最後に違うバージョンのスープが出て来た。こちらは身だけでなく、鱗も見える。蛇は身よりも骨が多く、かぶりついて身を食べながら骨を出すのだ。この料理も同じ様な感じだったが、これは本当に、何と言うか蛇って感じで私は苦手な料理だった。途中で食べるのを止めて、もう結構と料理を引っ込めさせた。味も食感もダメ。食べて気持ちが悪くなった。蛇食べてますって、食べてるんだけどね?その、主張が激しいと言うか、蛇感を忘れさせてくれる料理なら良かったのに。
「なるほど、蛇の味ってこんな感じなのね。もう良いや」
食べるのは1度で良い、話のネタになったと思えば良い。そんな感じ。蒲焼とつくねは美味しかったけどね。私が蛇龍(ミズガルヅ)を食べたお話はこれでお終しまい。
凱旋パーティーから数日が経った。
「いよいよゲートを開けて天界に攻め込む事になる。だが、話しておく事がある。信じられない話だろうけど最後まで聞いて欲しい」
私が夢の中で見た事が、ほぼそのまま現実となっている事。恐らく私はループさせられ、人生のやり直しをしている事。皆んなの名前を予め知っていた事も、その推測を確定させる要素の1つである事。そして、夢の中通りに事が運ぶなら、これから起こるであろう事の全てを話した。
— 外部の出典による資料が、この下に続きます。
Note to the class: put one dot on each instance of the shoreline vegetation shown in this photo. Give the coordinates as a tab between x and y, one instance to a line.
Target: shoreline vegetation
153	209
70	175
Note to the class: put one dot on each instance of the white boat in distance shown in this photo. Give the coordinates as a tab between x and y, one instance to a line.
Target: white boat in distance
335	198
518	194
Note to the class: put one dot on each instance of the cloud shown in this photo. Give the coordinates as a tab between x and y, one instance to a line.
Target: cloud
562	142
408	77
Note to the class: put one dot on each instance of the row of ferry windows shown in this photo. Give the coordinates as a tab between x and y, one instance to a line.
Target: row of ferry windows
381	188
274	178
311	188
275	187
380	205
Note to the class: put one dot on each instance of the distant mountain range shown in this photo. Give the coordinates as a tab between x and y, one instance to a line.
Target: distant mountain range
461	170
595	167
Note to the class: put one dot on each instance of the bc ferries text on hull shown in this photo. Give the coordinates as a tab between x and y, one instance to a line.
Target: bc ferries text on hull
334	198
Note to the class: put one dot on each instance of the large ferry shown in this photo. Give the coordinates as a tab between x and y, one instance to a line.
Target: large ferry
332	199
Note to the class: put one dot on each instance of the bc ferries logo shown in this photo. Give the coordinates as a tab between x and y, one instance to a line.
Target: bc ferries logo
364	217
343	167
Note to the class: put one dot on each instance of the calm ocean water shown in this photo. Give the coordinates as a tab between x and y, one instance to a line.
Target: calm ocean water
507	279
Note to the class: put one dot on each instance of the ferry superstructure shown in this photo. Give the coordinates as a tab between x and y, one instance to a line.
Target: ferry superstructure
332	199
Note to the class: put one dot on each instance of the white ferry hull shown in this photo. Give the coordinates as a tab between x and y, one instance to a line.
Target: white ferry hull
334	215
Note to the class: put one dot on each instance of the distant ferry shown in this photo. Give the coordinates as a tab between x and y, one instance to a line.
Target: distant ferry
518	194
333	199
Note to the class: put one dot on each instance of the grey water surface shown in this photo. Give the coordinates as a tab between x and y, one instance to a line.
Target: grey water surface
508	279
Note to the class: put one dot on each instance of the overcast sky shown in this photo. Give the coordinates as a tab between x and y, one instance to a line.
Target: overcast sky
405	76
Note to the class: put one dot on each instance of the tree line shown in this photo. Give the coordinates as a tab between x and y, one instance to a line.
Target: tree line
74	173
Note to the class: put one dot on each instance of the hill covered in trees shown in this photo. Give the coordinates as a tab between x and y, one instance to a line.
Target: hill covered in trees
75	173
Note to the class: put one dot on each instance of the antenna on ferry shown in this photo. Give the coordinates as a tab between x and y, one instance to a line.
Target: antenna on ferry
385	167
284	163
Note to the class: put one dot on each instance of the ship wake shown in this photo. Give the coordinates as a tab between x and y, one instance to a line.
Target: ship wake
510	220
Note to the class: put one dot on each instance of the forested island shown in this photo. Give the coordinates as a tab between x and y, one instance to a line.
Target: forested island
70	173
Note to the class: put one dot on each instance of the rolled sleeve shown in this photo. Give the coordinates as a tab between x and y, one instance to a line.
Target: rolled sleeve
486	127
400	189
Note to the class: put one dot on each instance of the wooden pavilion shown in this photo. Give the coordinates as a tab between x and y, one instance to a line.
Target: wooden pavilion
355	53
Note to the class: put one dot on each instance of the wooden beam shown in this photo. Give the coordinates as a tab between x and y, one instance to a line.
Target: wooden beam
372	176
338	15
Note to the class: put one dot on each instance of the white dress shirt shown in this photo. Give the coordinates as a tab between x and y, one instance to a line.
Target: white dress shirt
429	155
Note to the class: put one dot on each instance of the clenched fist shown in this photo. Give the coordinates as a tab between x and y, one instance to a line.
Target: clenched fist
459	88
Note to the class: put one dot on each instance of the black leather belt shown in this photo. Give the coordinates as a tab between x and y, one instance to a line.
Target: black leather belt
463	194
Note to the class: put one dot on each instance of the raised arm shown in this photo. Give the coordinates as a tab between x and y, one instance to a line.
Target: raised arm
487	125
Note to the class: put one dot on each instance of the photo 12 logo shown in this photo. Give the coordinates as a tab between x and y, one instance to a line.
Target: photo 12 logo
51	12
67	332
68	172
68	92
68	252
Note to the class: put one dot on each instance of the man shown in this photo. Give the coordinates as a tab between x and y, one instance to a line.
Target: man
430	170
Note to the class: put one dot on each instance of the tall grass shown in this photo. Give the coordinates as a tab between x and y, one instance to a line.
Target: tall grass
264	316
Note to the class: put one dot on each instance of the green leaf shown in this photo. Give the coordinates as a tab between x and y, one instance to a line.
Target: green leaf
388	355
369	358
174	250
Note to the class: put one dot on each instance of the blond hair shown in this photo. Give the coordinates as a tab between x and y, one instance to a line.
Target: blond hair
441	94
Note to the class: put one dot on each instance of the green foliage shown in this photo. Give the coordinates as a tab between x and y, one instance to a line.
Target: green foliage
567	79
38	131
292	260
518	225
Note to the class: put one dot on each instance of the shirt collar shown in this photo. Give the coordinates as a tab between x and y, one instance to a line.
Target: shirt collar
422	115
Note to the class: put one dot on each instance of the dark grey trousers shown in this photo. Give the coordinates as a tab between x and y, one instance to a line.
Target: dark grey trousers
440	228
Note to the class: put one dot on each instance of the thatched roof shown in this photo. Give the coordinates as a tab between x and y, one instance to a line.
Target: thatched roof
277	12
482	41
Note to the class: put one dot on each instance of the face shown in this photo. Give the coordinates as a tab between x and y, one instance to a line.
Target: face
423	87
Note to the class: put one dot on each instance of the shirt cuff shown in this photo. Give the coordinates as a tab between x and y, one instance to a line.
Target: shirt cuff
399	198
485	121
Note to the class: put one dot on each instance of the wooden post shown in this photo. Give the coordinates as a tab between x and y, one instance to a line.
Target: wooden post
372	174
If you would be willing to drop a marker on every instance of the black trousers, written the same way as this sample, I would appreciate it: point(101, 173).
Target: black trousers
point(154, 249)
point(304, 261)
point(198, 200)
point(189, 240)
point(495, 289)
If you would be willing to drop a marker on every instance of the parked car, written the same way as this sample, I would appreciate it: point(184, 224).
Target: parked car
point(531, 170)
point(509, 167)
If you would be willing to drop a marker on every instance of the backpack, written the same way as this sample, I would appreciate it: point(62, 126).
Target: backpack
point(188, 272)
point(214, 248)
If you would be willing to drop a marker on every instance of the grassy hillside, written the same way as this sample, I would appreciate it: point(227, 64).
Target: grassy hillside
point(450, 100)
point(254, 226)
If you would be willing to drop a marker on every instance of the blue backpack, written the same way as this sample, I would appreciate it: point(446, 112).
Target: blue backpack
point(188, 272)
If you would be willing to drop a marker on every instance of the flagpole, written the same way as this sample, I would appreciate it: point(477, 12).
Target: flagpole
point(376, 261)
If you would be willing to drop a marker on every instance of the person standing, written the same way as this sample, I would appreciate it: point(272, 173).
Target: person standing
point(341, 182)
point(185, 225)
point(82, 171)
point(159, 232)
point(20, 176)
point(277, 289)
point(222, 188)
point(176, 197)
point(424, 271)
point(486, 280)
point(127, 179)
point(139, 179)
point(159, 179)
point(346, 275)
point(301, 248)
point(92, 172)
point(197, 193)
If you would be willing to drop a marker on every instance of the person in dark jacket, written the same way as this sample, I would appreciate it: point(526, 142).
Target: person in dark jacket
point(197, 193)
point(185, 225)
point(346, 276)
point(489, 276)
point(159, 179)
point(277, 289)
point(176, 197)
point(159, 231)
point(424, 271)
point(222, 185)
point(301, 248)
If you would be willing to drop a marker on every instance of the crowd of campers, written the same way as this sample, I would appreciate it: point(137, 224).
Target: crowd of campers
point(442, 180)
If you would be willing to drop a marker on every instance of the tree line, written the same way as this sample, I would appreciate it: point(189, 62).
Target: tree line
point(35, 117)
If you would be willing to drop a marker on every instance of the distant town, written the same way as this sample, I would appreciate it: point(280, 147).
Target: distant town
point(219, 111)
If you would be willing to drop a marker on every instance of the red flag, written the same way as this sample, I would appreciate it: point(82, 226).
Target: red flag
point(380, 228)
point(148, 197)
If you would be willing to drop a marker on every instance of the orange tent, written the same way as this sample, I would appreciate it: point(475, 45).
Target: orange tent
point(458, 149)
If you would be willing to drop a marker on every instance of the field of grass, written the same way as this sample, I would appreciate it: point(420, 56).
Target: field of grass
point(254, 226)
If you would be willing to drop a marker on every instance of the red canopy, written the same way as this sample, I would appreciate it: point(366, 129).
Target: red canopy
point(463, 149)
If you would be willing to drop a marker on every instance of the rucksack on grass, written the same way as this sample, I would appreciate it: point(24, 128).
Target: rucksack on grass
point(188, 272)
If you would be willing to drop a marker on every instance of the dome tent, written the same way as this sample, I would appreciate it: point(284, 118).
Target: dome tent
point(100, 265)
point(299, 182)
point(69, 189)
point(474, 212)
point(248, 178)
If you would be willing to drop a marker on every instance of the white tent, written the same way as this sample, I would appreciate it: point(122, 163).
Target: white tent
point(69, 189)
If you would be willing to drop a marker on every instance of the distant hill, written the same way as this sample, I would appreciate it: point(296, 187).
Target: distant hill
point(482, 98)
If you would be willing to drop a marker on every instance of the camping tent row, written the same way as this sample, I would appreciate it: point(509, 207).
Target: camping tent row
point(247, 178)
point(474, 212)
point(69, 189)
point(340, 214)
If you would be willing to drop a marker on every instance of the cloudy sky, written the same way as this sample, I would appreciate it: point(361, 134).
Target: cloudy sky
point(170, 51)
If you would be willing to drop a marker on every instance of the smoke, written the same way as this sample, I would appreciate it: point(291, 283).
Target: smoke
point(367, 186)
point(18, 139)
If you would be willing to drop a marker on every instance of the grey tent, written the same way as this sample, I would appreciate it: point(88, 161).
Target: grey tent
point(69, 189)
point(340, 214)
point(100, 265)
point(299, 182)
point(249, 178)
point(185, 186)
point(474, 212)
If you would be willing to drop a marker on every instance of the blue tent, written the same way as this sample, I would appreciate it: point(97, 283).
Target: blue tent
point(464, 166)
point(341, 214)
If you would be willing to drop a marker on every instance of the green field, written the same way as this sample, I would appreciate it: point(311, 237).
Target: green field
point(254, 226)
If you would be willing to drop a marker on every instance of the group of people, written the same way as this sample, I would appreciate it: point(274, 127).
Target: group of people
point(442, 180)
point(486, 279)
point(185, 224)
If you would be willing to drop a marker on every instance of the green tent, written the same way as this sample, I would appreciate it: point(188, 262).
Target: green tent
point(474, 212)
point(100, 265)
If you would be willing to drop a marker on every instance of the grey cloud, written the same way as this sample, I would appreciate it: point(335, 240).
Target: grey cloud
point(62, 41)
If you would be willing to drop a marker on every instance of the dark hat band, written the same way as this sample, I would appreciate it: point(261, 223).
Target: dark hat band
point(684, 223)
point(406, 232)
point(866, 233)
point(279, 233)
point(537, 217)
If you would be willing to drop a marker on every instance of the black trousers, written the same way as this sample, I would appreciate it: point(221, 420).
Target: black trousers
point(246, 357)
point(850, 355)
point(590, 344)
「それなら陛下1人で、ゲートを解放するのは危険過ぎる」
「そうは言っても陛下以外に地上に行けて、ゲートを開けられる者はいない」
「どうするんだ?」
「危険を承知で行くのか?」
「ヴィシュヌなら知ってるぞ。あいつは途轍もなく強いぞ」
どうするんだ?と、ざわざわし始めた。
「俺が小虞(シャオ・ユー)を守る。夫として当然だ」
「どうやって?」
「俺も人間だ。元だがな。神格を捨てれば良い」
「何だと?そこまで貯めた修練を捨てると言うのか?しかし、修練を捨てれば、お前はただの人間。ヴィシュヌが現れたら勝てはしないだろう。行くだけ無駄だ」
「よせ!お前が盾となり陛下を逃す時間を稼ごうとでも思っているのかも知れないが、人間では神の一撃を受け止める事も出来ない。時間を稼ぐ事すらも無理だ。そんな事はお前も分かっているだろうに」
ロードが眉をしかめて阿籍(ア・ジー)を止めた。
誰も良い案が出ずに終始無言だった。
「でも、少しずつ未来も変化しているし、前ループでは神猫(バステト)や蛇龍(ミズガルヅ)なんて見てもいない。だから絶対会うとも限らない」
結局良い案も浮かばず、その日は散会となった。侍女達に手を取られて、寝殿に向かう。
「小虞(シャオ・ユー)!」
「どうしたの?阿籍(ア・ジー)」
「実は1つだけ方法がある。俺の修練を取り出し、魔石の様に結晶化させるのだ。それを必要な時に服用すれば一時的だが、神格を取り戻して、神とも渡り合える」
「なるほど、要するにドーピングするって事ね」
確かにそれは良い案かも知れない。アダム以外に阿籍を倒せる者はいない。少なくとも東洋天界にはいないのだ。これは最強の用心棒だ。
「謝謝你(シェーシェーニー)(ありがとう)」
阿籍と並んで寝殿に向かうと、侍女達は気を遣つかい、足を止めて私達を見送った。絶対Hすると思っているんだろうな?しないけど。気を遣って、こっちに来ないのはそう言う事だろう。私だって、そう言う事ね?って思って余計な気を回しちゃう。
前ループも夢で冷静に見てた。浮気しまくりだったな、私は。最低だ。前ループは男性から人生がスタートして、死んで女性の姿になった。今ループは最初から女性で人生がスタートした。そして、時間軸が微妙に違う。今年で18歳になると言う事は、山下巧はまだ12歳の小6のはずだ。だから彼とは恋仲になる事はあり得ない。張玉(ヂャン・ユゥ)にも今ループでは会っていない。今後は、ヴィシュヌ、梵天(ブラフマー)、帝釈天(インドラ)から貞操を守り、アダムにも心を動かさなければ、阿籍だけの私でいられる。元夫婦なのだ。それが一番自然な形だ。他の男に心を動かされてはダメだ。夢の中で自分の行動を見ていて、そう感じていた。